Anthropic publishes the 'system prompts' that make Claude tick
Link, style, and structure of the prompts
- Many were surprised the article didn’t foreground the actual prompt link; several people went straight to HN for it.
- Anthropic’s prompts are long, detailed, and in third person (“Claude is…”) instead of the more common “you are…” style.
- Some speculate third person better matches training data (narrative descriptions vs direct instructions).
- Others note the prompts are more descriptive than imperative, unlike common ChatGPT-style system prompts.
- Concerns are raised about prompt-injection possibilities given the explicit, natural-language description.
Do system prompts actually work?
- Multiple commenters observe Claude often violates explicit instructions (e.g., still saying “Certainly” or “I apologize”).
- Negative instructions (“don’t do X”) are seen as especially unreliable and may even backfire (“don’t think of a pink elephant” effect).
- Some suggest prompts only shift probabilities, not enforce hard rules; they may reduce but not eliminate undesired behavior.
- System prompts are framed by some as a “fix it in post” patch over deeper alignment issues.
Prompt engineering vs training & alignment
- Discussion notes that behavior mainly comes from pretraining, instruction tuning, RLHF/RLAIF, and synthetic data; prompts are a lighter overlay.
- Prompts are attractive because they’re cheap and fast to iterate, versus expensive fine-tuning, but they add token overhead.
- Others emphasize provider-side KV/prefix caching mitigates runtime cost, though attention still scales with context length.
- Some doubt Anthropic’s claim of no RLHF, pointing to “constitutional AI” as effectively similar.
User experience and model personality
- Several prefer Claude’s calmer, less “salesy” tone versus ChatGPT’s forced cheerfulness; others find Claude overly apologetic and sycophantic.
- Gemini is mentioned as even more neutral and less grating.
- Some see Claude as better at staying on-task in iterative coding loops; others report GPT‑4o outperforming Claude in certain languages (e.g., Rust).
- Subscription limits and fast credit burn are a practical complaint.
Understanding, hallucination, and “intelligence”
- Long subthread debates whether LLMs “understand” vs merely predict tokens, invoking the Chinese Room and human fallibility.
- People compare LLM errors (e.g., counting letters) to human cognitive limits and illusions; others insist this shows shallow “understanding.”
- Chain-of-thought instructions in the prompt are defended as empirically helpful, not literal “thinking.”
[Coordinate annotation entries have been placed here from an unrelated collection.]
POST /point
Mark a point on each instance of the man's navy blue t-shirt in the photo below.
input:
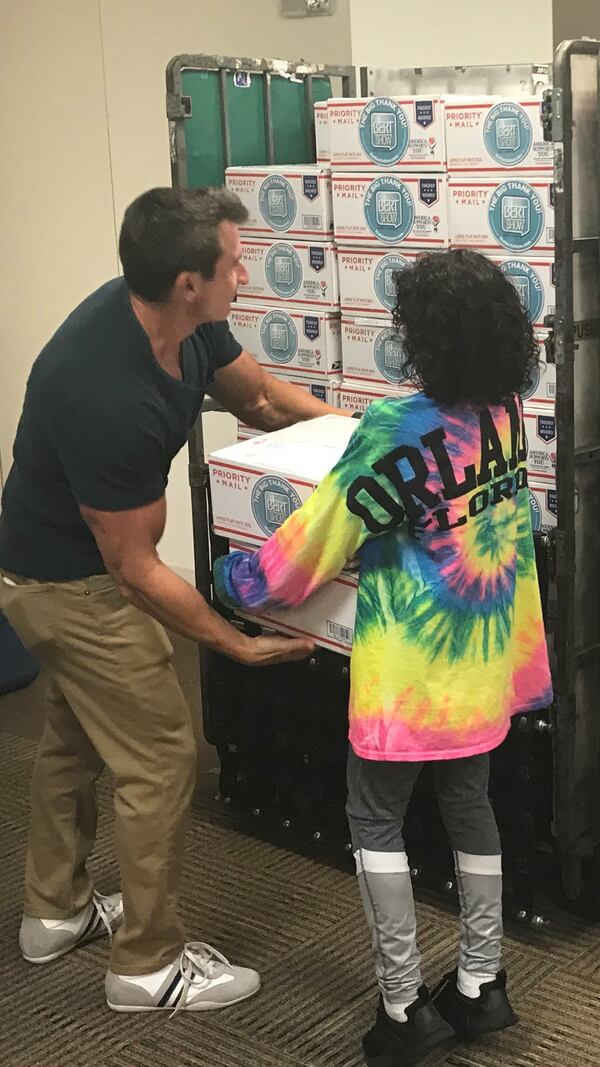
(100, 425)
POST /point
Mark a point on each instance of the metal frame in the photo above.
(575, 131)
(177, 111)
(570, 556)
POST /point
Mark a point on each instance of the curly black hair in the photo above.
(467, 337)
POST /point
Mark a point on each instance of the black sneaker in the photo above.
(472, 1018)
(391, 1044)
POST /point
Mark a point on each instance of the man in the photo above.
(109, 402)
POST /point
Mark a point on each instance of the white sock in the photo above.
(72, 924)
(396, 1010)
(470, 985)
(151, 983)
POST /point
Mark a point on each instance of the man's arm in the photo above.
(263, 400)
(127, 542)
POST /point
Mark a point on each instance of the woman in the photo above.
(432, 495)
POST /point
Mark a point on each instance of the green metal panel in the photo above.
(204, 141)
(246, 116)
(246, 108)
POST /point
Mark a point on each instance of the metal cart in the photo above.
(281, 733)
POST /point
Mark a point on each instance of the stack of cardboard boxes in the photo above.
(395, 177)
(390, 204)
(288, 313)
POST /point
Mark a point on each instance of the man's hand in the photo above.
(127, 541)
(261, 399)
(265, 651)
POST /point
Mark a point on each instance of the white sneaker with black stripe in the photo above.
(43, 940)
(200, 980)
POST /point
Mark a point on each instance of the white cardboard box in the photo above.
(543, 503)
(491, 133)
(327, 617)
(321, 132)
(514, 213)
(540, 430)
(294, 339)
(372, 352)
(399, 208)
(535, 283)
(290, 272)
(357, 396)
(324, 388)
(257, 483)
(388, 131)
(285, 200)
(366, 277)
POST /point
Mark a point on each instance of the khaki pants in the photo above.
(112, 699)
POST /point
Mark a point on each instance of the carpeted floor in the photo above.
(295, 918)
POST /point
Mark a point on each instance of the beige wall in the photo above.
(56, 209)
(398, 33)
(82, 114)
(575, 18)
(83, 131)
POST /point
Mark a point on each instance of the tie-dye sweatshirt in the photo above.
(448, 638)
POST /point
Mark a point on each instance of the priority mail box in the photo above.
(514, 212)
(492, 134)
(295, 340)
(284, 200)
(398, 208)
(366, 277)
(357, 396)
(535, 283)
(327, 617)
(321, 132)
(543, 503)
(290, 272)
(372, 351)
(256, 483)
(383, 131)
(540, 430)
(542, 387)
(322, 388)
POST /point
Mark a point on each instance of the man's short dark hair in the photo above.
(169, 231)
(467, 336)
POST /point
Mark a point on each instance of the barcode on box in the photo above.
(340, 633)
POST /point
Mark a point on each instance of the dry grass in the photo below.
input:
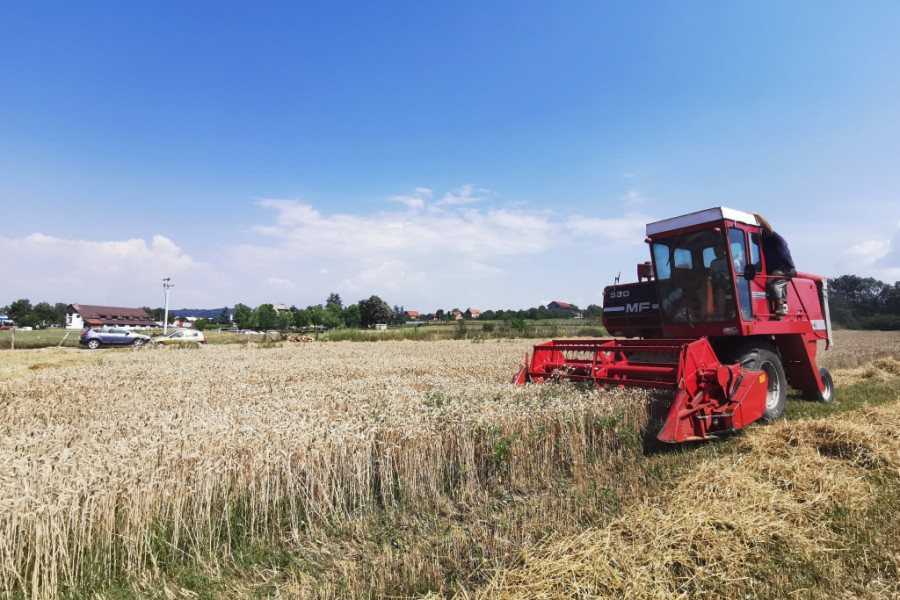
(16, 363)
(858, 348)
(192, 449)
(377, 465)
(738, 525)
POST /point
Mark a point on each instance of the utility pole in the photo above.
(166, 286)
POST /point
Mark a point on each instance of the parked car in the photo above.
(108, 336)
(181, 336)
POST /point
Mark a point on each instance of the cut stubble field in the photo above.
(325, 470)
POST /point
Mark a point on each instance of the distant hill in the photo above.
(200, 313)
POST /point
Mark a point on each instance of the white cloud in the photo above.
(867, 253)
(424, 256)
(465, 195)
(119, 272)
(629, 229)
(633, 198)
(415, 200)
(280, 283)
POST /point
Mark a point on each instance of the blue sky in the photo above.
(440, 155)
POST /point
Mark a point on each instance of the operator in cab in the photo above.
(779, 266)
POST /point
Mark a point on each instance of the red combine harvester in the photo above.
(699, 324)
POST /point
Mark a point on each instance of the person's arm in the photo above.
(766, 227)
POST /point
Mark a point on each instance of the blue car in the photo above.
(112, 336)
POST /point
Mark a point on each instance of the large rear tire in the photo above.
(767, 361)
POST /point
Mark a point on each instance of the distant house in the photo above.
(560, 306)
(82, 316)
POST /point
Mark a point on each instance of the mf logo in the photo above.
(637, 307)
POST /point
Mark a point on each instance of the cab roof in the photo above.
(698, 218)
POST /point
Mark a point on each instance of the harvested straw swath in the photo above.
(708, 536)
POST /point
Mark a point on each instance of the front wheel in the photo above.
(767, 361)
(826, 396)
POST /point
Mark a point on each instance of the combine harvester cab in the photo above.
(698, 323)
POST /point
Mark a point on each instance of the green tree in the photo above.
(332, 317)
(374, 311)
(301, 318)
(242, 314)
(43, 313)
(316, 314)
(155, 313)
(22, 313)
(59, 313)
(264, 316)
(351, 316)
(334, 298)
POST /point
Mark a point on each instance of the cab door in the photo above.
(737, 247)
(758, 284)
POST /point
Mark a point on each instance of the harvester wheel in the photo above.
(767, 361)
(826, 396)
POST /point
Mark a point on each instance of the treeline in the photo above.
(856, 303)
(864, 303)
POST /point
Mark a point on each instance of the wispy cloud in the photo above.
(465, 195)
(628, 229)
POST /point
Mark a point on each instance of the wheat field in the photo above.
(102, 463)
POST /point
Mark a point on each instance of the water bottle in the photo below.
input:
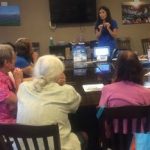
(51, 42)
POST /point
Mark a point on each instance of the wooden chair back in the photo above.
(145, 44)
(137, 116)
(12, 133)
(123, 43)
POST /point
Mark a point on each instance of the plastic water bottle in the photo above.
(51, 41)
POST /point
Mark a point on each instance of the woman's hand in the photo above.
(35, 56)
(107, 25)
(100, 27)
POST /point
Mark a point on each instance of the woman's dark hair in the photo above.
(11, 44)
(129, 68)
(23, 50)
(108, 18)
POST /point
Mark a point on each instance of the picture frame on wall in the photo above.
(135, 12)
(10, 15)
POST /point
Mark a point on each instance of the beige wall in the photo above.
(35, 25)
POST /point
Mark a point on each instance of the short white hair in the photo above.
(47, 69)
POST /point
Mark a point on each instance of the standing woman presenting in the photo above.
(106, 29)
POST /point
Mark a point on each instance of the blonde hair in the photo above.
(46, 70)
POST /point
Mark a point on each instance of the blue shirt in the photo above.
(106, 39)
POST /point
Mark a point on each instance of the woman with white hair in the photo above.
(48, 100)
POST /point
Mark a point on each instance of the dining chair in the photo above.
(133, 118)
(123, 43)
(145, 44)
(18, 135)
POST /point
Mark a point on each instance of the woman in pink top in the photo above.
(127, 88)
(8, 98)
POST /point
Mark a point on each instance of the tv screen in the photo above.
(72, 11)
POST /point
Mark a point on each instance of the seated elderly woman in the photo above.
(47, 100)
(127, 88)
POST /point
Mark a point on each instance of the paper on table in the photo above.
(92, 87)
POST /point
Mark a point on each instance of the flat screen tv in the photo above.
(72, 11)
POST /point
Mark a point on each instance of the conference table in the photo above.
(85, 117)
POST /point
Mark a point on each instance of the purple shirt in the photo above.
(6, 88)
(124, 93)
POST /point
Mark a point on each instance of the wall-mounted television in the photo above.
(72, 11)
(10, 15)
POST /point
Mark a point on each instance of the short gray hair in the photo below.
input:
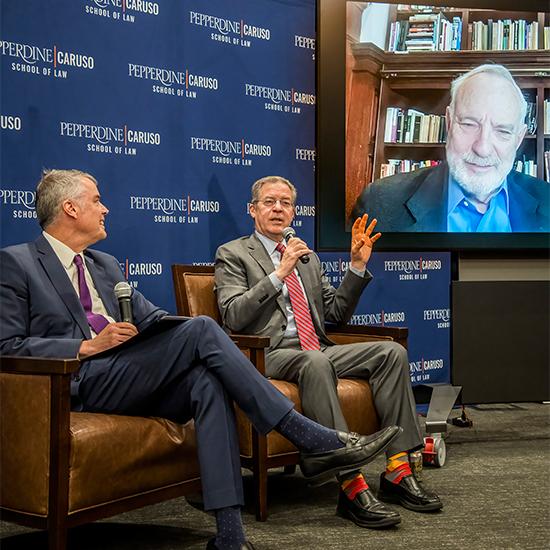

- Anthropic’s prompt explicitly uses and explains “hallucination,” instructing Claude to warn on obscure topics or fabricated citations.
- Some would prefer “I don’t know” more often; others want tentative guesses plus explicit uncertainty.
Safety, control, and misuse fears
- Commenters worry less about the models themselves than about humans wiring them into critical systems (e.g., life support).
- An anecdote about a shelf-robot driven by an LLM “pleading” for power illustrates how easily people empathize and might grant real control.
Vision, privacy, and face-blindness
- The image section instructs Claude to act “face-blind,” never identifying people in images.
- Some see this as a privacy safeguard; others infer the model can recognize faces but is being deliberately constrained.